What can’t Brian Hancock complain about?

Like many other sailors out there I have become a tad obsessed with the Volvo Ocean Race tracker especially at the start and finish of each leg. And I confess that in the last few days I have been keeping a close eye on the Hong Kong entry Team Sun Hung Kai/Scallywag. Some that read my stuff on a regular basis will know that I am not a big fan of David Witt, the skipper, although I have never met him and he may indeed be a great guy in person.

I took exception to his comments about having women on board. He was originally against it not wanting to, as he put it, “participate in some kind of social experiment.” He has since had a change of heart and now there are two female sailors racing on board the good ship Scallywag. Annemieke Bes who has been there since the start, and more recently Libby Greenhalgh who replaced Steve Hayle as navigator.

So it was with mixed emotions that I watched Team Sun Hung Kai/Scallywag take line honors on the third leg into Hong Kong. There are, however, two things that I am happy about. I am happy that the local team won the leg that finished in their home port. It’s brutally hard to get sponsorship for an entry in the Volvo Ocean Race and I am sure that the people of Hong Kong will be more than chuffed that their local team was first across the line. I am also happy that the navigator was a female. Libby Greenhalgh is a very experienced sailor and I feel certain that their win was in no small part due to her experience and input.

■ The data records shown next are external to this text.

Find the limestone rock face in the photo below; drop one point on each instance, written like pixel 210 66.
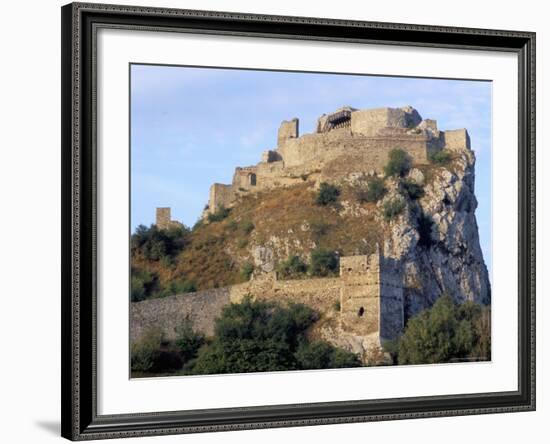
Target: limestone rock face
pixel 436 240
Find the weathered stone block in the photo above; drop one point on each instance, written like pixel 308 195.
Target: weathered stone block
pixel 288 130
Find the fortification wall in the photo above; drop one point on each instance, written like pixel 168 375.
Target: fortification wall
pixel 220 196
pixel 201 308
pixel 345 142
pixel 320 294
pixel 456 140
pixel 369 291
pixel 317 151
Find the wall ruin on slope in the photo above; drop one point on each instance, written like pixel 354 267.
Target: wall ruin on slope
pixel 347 141
pixel 369 291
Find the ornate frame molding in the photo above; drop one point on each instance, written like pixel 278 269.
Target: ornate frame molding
pixel 79 396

Having said all that I hate to say what I am going to say next, but their win was pure dumb luck. The Scallywag crew were trailing the fleet for most of the leg. Maybe that was their strategy, but I doubt it. Being so far behind as the front runners approached the doldrums was a very nice gift. They were able to see the leaders sail into a hole, a total windless zone, and they sailed around all the other boats that were drifting aimlessly in circles. It must have been hell on board the leading boats to see the last place boat (by far) tack off in a different direction and do an end-run around the whole fleet.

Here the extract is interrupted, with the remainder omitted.